ARE you willing to pay more than double the price of a washing machine or refrigerator as interest payment? While the figure may seem exorbitant, these are the prices the poor have been paying for many consumer durables.

The annual percentage rate (APR) or annualised interest charged on consumer durables can go as high as 56%, according to Dr Muhammed Abdul Khalid, chief economist of research and consulting firm DM Analytics Malaysia.

“Throughout a 60-month period, the APR can range from 49.6% to 56.2%, with lower priced goods yielding higher APRs,” Muhammed tells The Edge.

The figures are based on a yet unpublished report by DM Analytics and paint a worsening picture compared with Khazanah Research Institute’s (KRI) 2014 The State of Households report.

 “Low-income households depend on credit services provided by non-regular channels to purchase consumer durables,” says Muhammed.

A comparison of the true APRs paid for a Perodua Viva and BMW 316i paints a clearer picture of the differences in the cost of borrowing borne by different income groups. While monthly payment of RM271 for a Viva may seem affordable, the reality is that the buyer pays more than a quarter of the purchase price in interest payments. Comparatively, interest payments for a BMW 316i amounts to just over 10% of the purchase price.

For example, Parkson Credit advertises a profit rate of 1.19% a month for motorcycle financing, amounting to an APR of 14.29%. For consumer durables, Parkson Credit’s advertised APR goes as high as 18.6%.

For perspective, Bank Negara Malaysia’s maximum interest rate for credit cards is 18% per annum. The effective lending rate of local banks ranges from 4.35% to 5.67% for a standard 30-year housing loan.

The dependency of Malaysian households on credit services is proxied by the 71.4% revenue from credit and service charge income received by Courts Malaysia in its financial year 2017. In comparison, its Singapore sister company recorded an 18.2% contribution over the same period and its Indonesian arm, 35%.

Some relief may be found in the recent measure to cap the interest rate at 15% per annum for credit sales effective January 2018, announced by Domestic Trade, Co-operatives and Consumerism Minister Datuk Seri Hamzah Zainudin last Thursday.

However, a 15% maximum rate is still high, espeically if it is continuously charged on the initial price of the item instead of on the reduced balance, says Ravinder Singh, head of complaints at the Consumers Association Penang.

What adds to their burden of high-interest payments is that consumers are still charged full interest payment for goods decades after they have defaulted on their payments, Ravinder says.

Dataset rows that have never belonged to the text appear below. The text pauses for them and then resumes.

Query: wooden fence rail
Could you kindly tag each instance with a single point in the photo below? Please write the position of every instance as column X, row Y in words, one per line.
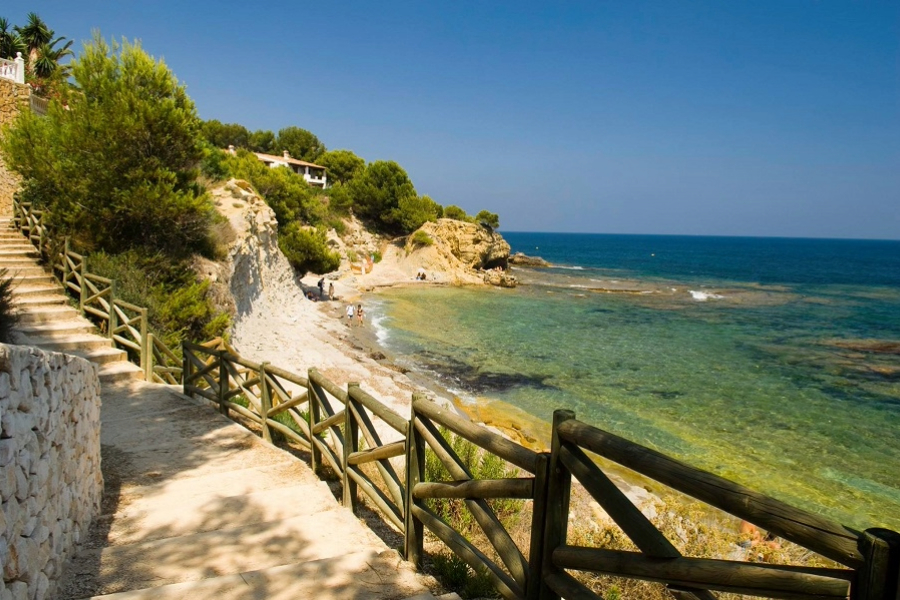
column 382, row 454
column 126, row 324
column 340, row 429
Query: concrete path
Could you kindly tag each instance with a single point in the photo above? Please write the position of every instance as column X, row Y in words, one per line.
column 195, row 506
column 46, row 317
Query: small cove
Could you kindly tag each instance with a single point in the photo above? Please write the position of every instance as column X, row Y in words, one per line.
column 748, row 382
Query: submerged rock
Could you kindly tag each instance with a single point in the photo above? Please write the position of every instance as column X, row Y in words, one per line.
column 527, row 261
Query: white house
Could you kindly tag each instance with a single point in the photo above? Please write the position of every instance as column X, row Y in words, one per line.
column 312, row 173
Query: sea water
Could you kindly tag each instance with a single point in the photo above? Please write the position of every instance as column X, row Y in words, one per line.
column 772, row 362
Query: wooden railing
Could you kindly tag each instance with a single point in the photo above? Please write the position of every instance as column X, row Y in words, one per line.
column 126, row 324
column 339, row 420
column 362, row 441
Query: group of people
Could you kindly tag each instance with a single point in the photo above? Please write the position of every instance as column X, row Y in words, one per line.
column 322, row 289
column 354, row 311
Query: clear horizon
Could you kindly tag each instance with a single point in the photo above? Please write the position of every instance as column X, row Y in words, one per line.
column 714, row 119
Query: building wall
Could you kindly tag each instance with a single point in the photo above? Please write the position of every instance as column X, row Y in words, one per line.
column 14, row 97
column 50, row 479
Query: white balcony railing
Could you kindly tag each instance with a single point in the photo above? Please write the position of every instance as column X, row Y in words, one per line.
column 13, row 69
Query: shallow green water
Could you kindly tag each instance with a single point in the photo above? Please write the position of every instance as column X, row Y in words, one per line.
column 749, row 387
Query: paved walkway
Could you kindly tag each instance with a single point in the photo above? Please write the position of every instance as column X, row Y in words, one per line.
column 195, row 506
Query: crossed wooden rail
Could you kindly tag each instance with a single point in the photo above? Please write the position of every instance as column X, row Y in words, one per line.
column 126, row 324
column 346, row 428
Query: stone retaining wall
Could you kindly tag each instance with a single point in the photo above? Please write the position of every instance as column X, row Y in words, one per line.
column 50, row 479
column 14, row 97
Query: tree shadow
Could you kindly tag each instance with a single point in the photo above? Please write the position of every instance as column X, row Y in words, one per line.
column 194, row 501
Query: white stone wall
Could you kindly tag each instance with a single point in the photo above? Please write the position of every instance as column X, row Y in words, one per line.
column 50, row 479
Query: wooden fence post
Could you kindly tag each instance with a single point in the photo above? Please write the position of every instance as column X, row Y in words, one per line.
column 559, row 486
column 185, row 370
column 146, row 347
column 113, row 319
column 265, row 403
column 879, row 577
column 66, row 265
column 538, row 520
column 314, row 391
column 82, row 284
column 351, row 444
column 415, row 473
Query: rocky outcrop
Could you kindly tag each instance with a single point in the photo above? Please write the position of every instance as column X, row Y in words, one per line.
column 50, row 479
column 254, row 261
column 473, row 245
column 524, row 260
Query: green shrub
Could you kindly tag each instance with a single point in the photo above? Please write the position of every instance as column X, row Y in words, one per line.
column 490, row 219
column 116, row 162
column 178, row 305
column 421, row 238
column 8, row 316
column 482, row 465
column 307, row 249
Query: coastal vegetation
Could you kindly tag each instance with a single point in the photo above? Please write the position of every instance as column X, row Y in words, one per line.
column 42, row 51
column 115, row 163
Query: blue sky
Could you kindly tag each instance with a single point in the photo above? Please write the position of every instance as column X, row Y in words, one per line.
column 703, row 118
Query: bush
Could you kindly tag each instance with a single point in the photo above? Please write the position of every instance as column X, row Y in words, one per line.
column 307, row 249
column 490, row 219
column 456, row 213
column 178, row 306
column 421, row 238
column 8, row 316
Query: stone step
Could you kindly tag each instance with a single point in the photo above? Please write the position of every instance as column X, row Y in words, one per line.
column 22, row 291
column 27, row 271
column 40, row 300
column 230, row 549
column 68, row 342
column 120, row 371
column 9, row 248
column 101, row 356
column 11, row 262
column 56, row 329
column 208, row 443
column 364, row 574
column 149, row 514
column 32, row 280
column 48, row 314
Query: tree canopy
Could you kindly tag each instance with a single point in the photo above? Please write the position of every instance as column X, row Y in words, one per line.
column 342, row 165
column 300, row 144
column 117, row 164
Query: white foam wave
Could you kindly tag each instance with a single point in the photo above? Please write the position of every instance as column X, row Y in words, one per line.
column 704, row 296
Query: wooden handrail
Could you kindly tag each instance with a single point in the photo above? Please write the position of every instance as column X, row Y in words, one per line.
column 829, row 539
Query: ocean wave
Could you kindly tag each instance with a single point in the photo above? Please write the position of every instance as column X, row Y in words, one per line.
column 704, row 296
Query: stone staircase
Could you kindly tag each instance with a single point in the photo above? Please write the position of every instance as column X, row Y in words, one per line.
column 197, row 507
column 46, row 318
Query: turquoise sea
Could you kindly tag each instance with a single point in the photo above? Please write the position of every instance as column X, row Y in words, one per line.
column 773, row 362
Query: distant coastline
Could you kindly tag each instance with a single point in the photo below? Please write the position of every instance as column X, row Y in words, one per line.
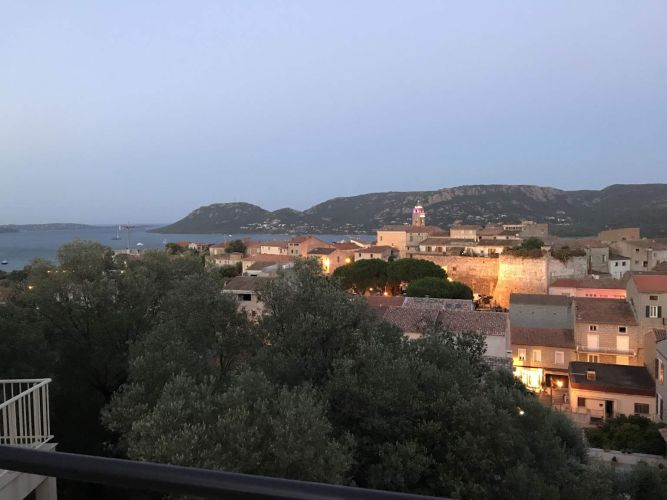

“We get complaints about representatives of companies, such as Singer Malaysia, calling up consumers after 12 years to say that their debt hasn’t been settled,” he says, adding that these companies often refuse to produce the payment records of these consumers.

Worse still, such defaults undoubtedly affect the credit scores of low-income households, making it harder for them to borrow from any financial institution, Muhammad says.

One solution he recommends is to ban misleading advertisements by making it mandatory for the APR to be published.

KRI says in its 2014 report that this could be coupled with teaching basic financial literacy and realigning the regulation of consumer credit between the various government agencies.

In September last year, Bank Negara Malaysia governor Datuk Muhammad Ibrahim said that the central bank was working with the government to introduce consumer credit legislation. However, there have been no further updates on the proposed law.

Meanwhile, existing enforcement is severely lacking, says CAP’s Ravinder.

“Consumers are still being burdened with unnecessary charges, such as having to pay over RM100 as service charge to receive a standard agreement,” he adds.